The environmental group has commissioned GE Energy Consulting to put together a full analysis of the options facing stakeholders and ISO-NE, but in the interim, it offered some early thoughts to the NEPOOL Markets Committee this week.
In a presentation, NRDC’s Bruce Ho and consultant Nick Pappas said that ISO-NE’s preferred method of measuring marginal reliability impact (MRI) risks under-valuing some components of clean energy resources’ contributions to reliability.
“Declining marginal value does not imply existing resources [are] no longer needed for reliability, [but] solely that additional resources of similar class provide less marginal benefit,” NRDC said in its presentation.
Ho and Pappas gave the example of a battery resource, developed in 2028 with an initial MRI of 90%. Under the average accreditation approach, which measures reliability contributions based on their share of their class’s (in this case, batteries) total reliability contribution, the MRI declines to 41% over a 15-year period.
Using marginal accreditation, which sets a resource’s accredited capacity based on the MRI of an incremental change in size, the MRI drops to 13%.
“Marginal accreditation omits about one-third of the resource’s total lifetime reliability contributions from a capacity awards standpoint,” NRDC said. “How does this omission impact policymaker and market participant incentives for clean energy investment?”

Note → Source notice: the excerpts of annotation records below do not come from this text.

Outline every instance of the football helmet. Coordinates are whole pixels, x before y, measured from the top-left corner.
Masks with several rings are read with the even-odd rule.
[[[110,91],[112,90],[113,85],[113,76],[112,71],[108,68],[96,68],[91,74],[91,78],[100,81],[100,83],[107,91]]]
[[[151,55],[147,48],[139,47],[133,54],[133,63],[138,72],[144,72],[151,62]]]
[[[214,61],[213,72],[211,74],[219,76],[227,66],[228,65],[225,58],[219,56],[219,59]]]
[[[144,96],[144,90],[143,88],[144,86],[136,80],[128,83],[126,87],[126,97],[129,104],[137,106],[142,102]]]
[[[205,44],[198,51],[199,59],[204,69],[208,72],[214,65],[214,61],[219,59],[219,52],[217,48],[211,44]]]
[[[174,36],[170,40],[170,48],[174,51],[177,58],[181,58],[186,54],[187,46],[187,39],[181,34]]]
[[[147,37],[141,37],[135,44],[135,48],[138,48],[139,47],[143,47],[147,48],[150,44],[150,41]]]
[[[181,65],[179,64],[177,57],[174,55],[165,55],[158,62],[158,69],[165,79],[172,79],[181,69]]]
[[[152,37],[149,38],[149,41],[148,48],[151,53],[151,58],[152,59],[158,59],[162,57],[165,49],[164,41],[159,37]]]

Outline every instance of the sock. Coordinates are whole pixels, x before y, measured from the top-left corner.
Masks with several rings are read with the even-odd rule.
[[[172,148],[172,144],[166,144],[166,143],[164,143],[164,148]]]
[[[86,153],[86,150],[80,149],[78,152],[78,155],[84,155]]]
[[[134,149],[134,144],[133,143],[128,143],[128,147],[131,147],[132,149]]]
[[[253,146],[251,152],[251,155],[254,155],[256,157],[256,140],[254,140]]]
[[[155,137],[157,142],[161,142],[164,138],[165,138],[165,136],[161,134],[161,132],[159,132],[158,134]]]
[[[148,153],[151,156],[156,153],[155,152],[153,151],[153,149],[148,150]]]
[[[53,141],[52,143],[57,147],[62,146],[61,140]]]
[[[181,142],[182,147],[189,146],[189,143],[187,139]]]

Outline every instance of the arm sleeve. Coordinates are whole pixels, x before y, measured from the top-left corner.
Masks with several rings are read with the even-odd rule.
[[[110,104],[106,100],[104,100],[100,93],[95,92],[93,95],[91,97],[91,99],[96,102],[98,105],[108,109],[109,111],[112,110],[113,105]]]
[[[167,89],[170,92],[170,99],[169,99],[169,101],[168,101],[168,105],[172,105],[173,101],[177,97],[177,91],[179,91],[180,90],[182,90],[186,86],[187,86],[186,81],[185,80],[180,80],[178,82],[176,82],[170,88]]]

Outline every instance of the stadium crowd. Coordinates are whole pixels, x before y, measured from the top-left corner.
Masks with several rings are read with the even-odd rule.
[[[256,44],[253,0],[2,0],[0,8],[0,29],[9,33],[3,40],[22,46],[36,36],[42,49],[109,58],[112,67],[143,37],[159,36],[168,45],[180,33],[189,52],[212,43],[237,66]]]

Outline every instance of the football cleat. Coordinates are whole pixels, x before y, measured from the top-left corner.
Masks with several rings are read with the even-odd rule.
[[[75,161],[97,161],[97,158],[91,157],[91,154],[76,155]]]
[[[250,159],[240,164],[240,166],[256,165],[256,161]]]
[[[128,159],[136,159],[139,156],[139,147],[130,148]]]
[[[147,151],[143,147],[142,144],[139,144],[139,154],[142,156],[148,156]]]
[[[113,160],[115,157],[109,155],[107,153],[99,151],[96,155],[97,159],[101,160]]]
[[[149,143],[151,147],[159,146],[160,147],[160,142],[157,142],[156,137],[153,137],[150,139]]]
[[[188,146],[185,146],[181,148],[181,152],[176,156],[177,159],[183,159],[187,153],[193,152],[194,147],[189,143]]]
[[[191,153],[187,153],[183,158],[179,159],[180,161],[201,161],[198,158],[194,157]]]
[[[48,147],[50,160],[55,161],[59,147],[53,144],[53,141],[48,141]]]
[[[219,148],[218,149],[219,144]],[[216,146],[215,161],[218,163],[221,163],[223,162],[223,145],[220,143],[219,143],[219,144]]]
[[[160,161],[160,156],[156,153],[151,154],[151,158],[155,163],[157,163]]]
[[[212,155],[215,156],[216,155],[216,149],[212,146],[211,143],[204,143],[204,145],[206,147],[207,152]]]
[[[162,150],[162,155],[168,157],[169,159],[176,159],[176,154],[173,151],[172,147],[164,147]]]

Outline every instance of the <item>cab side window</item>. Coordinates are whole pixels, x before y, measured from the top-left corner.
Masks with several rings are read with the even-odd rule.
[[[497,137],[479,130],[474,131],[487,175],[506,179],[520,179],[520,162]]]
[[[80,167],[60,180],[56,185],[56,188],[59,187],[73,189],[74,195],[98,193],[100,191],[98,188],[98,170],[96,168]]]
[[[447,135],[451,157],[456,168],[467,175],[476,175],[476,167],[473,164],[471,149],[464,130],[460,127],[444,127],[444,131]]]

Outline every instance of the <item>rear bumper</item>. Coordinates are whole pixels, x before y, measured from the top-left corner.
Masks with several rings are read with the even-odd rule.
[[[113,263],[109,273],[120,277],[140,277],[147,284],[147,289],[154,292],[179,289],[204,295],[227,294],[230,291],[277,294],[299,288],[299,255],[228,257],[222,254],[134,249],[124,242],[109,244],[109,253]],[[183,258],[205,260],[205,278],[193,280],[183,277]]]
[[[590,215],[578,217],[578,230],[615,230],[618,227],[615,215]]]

Later on, the presentation answered its own question: “If clean energy resources’ reliability values are undercompensated, ISO-NE [is] likely to see the development of sub-optimal resource mix.”
NRDC is planning to put forward the results of the GE analysis at the MC’s September meeting.
Other MC Business
In the second day of its two-day meeting, the committee also discussed:
- proposed changes to the Generation Information System to sort and transfer screen enhancements, and an effort to accommodate hourly tracking;
- modifications to the schedule for Forward Capacity Auction 18;
- proposed revisions to enable do-not-exceed dispatch requirements for solar assets;
- proposed revisions to clarify the calculation inputs to the capacity transfer right values for pool-planned units in the Forward Capacity Market settlement; and
- proposed revisions to address the limited participation of storage-as-transmission-only assets in markets, including real-time energy market obligations, and metering requirements associated with storage operated as a transmission asset.